Construction of co–expression module of BC cell lines

Co-expression modules were constructed by the expression values of 5000 genes in 56 BC cell lines using the WGCNA algorithm. On the whole, the sample hierarchical clustering plot in each sample was divided into two clusters using the flashClust tool package of WGCNA algorithm method. As can be seen in Figure 1, 56 BC samples were divided into two clusters, and we fail to detect outlier samples. Power values were screened out by WGCNA algorithm in the construction of co-expression modules. When the soft threshold power β was set at 6, the independence degree was up to 0.8 and the average connectivity degree was higher (Figure 2).

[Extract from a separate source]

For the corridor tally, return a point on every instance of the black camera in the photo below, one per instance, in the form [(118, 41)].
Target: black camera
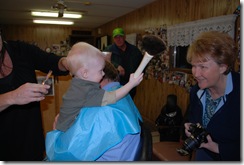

After highly similar modules were merged, a total of 28 co-expression modules were identified in the co-expression network (Figure 3). Total 246 genes in the gray module did not belong to other modules, accounting for 0.492% in all total genes. The number of genes included in these modules was 167 (black module), 355 (blue module), 294 (brown module), 84 (cyan module), 44 (darkgreen module), 40 (darkgrey module), 38 (darkorange module), 43 (darkred module), 41 (darkturquoise), 270 (green module), 101 (greenyellow module), 246 (grey module), 67 (grey60 module), 77 (lightcyan module), 62 (lightgreen module), 61 (lightyellow module), 124 (magenta module), 84 (midnightblue module), 40 (orange module), 168 (pink module), 108 (purple module), 241 (red module), 60 (royalblue module), 87 (salmon module), 88 (tan module), 1671 (turquoise module), 37 (white module), and 279 (yellow module). The average number of genes in these 44 modules was 1671 and the median was 162. The information of genes belonged to four modules was listed in Supplementary Table S1.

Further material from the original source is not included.